En 2012, à l’occasion du centenaire de sa mort, il me prend l’idée d’enregistrer en podcast ses livres philosophiques, une cinquantaine d’enregistrements dont je me demande bien s’ils ont intéressé quelqu’un d’autre que moi. Lire un texte à voix haute rapproche de son auteur. Depuis plusieurs siècles, l’Académie des sciences reçoit des plis cachetés, dans lesquels chacun peut écrire ce qu’il souhaite — par exemple une découverte scientifique —, dans une lettre qu’il dépose après l’avoir fermée. L’Académie y appose un cachet et s’engage à n’ouvrir l’enveloppe que cent ans plus tard, sauf si l’auteur le demande. Poincaré déposa l’un de ses plis le 8 octobre 1883 ; il fut ouvert en 1994 et transmis à un éminent collègue qui n’en a semble-t-il pas pris connaissance.

Ce n’est qu’en 2020 que j’ai eu le privilège de lire ce manuscrit que personne n’avait lu auparavant.

L’homme derrière le savant

S’approcher de l’homme Poincaré est plus difficile. Vers 1890, il a accepté de se livrer à une enquête, une enquête détaillée par le psychologue Toulouse. Un livre étonnant en a résulté, intitulé Henri Poincaré, enquête médico-psychologique sur la supériorité intellectuelle.

En deux cents pages, le personnage est décortiqué. On connaît sa taille, la largeur de ses oreilles, ses habitudes alimentaires, la qualité de son sommeil, ses habitudes de travail — et cela, alors même que la psychanalyse n’existait pas encore. Voici quelques conclusions du livre : « Monsieur Henri Poincaré est un type spéculatif qui s’intéresse médiocrement aux choses extérieures au travail de la pensée. Cette qualité dominante explique ses goûts et ses antipathies. Il n’a jamais aimé les exercices musculaires, sauf la marche, qui est automatique, ni les jeux, même dans son enfance, et généralement toutes les choses de la vie pratique ; il n’est pas liant ni confidentiel. Pour le mécanisme essentiel, monsieur Poincaré se comporte à l’égard de sa tendance spéculative comme un enfant instable, dont l’attention ne suit pas docilement la direction imposée et qui éprouve des sautes perpétuelles sous les tendances du jeu. »
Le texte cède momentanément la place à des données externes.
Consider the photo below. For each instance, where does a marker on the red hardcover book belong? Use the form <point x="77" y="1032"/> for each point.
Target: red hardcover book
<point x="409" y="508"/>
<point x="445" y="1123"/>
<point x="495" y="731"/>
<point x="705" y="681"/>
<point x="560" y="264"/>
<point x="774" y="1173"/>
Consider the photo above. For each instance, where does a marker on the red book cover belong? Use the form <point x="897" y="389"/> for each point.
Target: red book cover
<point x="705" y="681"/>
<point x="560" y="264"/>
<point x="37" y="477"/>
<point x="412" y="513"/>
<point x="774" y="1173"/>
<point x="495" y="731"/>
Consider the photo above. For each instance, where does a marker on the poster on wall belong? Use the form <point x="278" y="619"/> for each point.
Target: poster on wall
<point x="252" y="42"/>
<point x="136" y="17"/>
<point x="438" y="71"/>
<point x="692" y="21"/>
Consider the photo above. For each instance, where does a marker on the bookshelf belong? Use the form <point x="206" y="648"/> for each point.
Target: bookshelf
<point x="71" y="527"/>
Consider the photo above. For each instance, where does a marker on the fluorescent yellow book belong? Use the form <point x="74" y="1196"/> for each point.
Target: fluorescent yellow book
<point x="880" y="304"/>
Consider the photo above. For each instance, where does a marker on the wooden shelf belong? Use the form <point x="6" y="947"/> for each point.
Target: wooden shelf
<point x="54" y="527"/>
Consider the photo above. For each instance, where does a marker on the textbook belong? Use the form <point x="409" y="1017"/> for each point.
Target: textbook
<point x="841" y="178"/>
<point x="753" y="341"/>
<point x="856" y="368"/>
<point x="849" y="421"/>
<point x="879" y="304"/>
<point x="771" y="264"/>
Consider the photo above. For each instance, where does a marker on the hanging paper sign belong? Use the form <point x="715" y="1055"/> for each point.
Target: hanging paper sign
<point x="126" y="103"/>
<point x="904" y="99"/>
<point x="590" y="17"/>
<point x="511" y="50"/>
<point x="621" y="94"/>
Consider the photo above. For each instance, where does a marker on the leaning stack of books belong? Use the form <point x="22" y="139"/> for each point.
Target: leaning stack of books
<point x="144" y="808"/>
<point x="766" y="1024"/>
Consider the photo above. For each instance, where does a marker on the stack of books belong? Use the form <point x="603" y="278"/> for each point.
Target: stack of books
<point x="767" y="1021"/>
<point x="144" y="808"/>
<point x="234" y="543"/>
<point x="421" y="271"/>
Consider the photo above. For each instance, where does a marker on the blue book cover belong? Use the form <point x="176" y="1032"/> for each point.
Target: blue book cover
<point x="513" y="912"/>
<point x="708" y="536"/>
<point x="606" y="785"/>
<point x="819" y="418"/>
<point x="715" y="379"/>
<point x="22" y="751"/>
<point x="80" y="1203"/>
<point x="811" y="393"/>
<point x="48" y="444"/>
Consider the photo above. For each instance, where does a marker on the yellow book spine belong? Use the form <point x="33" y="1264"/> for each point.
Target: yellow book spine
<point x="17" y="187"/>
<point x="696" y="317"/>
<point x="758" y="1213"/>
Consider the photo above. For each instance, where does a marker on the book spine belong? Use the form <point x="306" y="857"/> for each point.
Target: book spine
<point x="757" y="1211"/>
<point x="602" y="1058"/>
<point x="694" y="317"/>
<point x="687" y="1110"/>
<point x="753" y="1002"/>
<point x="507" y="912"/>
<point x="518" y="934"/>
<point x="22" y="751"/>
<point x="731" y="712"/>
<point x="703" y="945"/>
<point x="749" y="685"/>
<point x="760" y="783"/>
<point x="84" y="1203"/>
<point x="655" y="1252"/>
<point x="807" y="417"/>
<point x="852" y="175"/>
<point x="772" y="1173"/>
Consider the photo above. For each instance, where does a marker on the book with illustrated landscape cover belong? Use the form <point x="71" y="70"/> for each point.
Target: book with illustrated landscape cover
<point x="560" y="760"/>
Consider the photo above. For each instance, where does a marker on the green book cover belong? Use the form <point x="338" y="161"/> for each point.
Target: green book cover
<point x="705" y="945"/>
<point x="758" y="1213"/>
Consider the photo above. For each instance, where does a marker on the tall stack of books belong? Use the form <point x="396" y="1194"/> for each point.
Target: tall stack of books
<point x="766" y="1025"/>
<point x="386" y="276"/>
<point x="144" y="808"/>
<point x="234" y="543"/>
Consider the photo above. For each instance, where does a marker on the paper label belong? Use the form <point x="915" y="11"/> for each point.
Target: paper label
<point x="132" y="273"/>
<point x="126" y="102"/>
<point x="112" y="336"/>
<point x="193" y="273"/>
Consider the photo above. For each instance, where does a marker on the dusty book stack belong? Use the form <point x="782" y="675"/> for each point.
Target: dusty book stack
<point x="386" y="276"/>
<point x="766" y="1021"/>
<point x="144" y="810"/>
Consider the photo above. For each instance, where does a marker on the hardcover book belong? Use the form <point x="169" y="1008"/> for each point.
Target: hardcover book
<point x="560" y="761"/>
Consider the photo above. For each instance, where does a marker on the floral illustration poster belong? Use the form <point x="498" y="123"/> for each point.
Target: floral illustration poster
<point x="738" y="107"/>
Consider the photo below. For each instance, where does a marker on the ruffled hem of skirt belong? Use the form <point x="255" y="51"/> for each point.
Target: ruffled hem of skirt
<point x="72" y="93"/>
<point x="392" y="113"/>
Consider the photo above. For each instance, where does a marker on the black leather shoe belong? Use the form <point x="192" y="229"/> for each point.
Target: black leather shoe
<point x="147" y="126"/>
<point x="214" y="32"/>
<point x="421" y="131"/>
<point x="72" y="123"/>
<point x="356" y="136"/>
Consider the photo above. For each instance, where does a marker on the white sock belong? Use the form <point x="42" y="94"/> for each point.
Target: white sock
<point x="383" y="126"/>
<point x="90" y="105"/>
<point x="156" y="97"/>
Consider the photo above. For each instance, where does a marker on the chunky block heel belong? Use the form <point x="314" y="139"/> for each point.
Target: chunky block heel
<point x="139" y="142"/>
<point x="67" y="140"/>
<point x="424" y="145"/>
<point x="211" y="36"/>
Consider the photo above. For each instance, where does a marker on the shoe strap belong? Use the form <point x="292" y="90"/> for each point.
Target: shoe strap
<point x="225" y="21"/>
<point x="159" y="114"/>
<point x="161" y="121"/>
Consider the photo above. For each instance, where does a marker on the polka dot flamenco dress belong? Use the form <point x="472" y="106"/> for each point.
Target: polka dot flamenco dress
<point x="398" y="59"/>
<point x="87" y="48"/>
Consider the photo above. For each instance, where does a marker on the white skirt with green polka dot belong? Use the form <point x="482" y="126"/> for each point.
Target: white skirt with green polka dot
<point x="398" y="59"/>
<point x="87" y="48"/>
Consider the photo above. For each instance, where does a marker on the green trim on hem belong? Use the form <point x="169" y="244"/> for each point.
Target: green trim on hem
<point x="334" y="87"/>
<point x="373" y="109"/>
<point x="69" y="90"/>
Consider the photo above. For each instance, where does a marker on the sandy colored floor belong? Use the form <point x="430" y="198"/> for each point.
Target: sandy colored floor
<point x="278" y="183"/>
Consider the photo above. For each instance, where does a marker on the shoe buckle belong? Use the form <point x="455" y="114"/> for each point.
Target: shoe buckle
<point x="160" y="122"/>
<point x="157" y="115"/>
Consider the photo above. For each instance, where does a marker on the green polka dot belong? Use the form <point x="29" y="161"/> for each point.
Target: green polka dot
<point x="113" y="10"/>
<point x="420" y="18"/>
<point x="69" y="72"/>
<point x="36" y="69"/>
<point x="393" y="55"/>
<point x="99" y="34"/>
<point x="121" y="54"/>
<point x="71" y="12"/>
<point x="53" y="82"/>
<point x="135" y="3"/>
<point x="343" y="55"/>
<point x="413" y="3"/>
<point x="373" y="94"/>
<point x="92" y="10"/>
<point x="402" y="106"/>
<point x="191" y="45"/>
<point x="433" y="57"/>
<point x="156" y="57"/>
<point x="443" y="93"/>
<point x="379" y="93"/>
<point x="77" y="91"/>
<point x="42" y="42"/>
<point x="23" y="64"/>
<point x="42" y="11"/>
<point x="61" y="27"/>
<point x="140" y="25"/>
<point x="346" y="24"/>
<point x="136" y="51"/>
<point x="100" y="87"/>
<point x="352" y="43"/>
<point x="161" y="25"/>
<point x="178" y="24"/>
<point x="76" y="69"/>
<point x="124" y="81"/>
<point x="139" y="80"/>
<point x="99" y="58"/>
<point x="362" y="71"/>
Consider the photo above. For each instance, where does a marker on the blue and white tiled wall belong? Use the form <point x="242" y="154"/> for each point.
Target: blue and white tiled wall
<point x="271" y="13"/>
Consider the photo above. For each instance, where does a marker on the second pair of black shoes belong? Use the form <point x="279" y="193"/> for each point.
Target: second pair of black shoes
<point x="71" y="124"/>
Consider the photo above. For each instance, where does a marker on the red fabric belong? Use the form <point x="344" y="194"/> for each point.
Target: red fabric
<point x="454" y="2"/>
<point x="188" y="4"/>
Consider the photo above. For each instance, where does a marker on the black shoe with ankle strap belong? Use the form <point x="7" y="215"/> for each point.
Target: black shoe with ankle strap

Il y a une vingtaine d’années, lors d’un colloque prestigieux de mathématiques à New York, devant un public réunissant les meilleurs spécialistes du monde, un conférencier s’est écrié : « Poincaré est mort il y a plus d’un siècle. S’il revenait sur Terre et s’il était présent dans cette salle, il lui suffirait de cinq minutes pour comprendre tout ce que vous avez fait en cent ans. » Cinq minutes, c’était une exagération, mais peut-être le temps d’un déjeuner.

Le temps d’un déjeuner

Alors si je déjeunais avec lui, je lui parlerais du théorème de Denjoy, qu’il n’aurait pas cru, du théorème KAM sur la stabilité du système solaire, qu’il ne croirait peut-être pas, de la stabilité structurelle, qui ne le surprendrait pas, des développements de l’Analysis Situs qui lui feraient plaisir, de la conjecture de Poincaré enfin résolue cent ans après sa formulation, par des méthodes dont il n’aurait pas rêvé, mais aussi de ce qu’on appelle le dernier théorème de Poincaré, qu’il a tenté de démontrer toute sa vie sans y parvenir et sur lequel il est revenu quelques jours avant sa mort. À la réflexion, le temps d’un déjeuner ne suffirait pas.

Le livre du docteur Toulouse signale que Poincaré avait des difficultés à se souvenir des airs de musique. Mais il explique qu’il aimait particulièrement la musique de Wagner.

Alors vous avez probablement reconnu Tristan et Isolde de Wagner.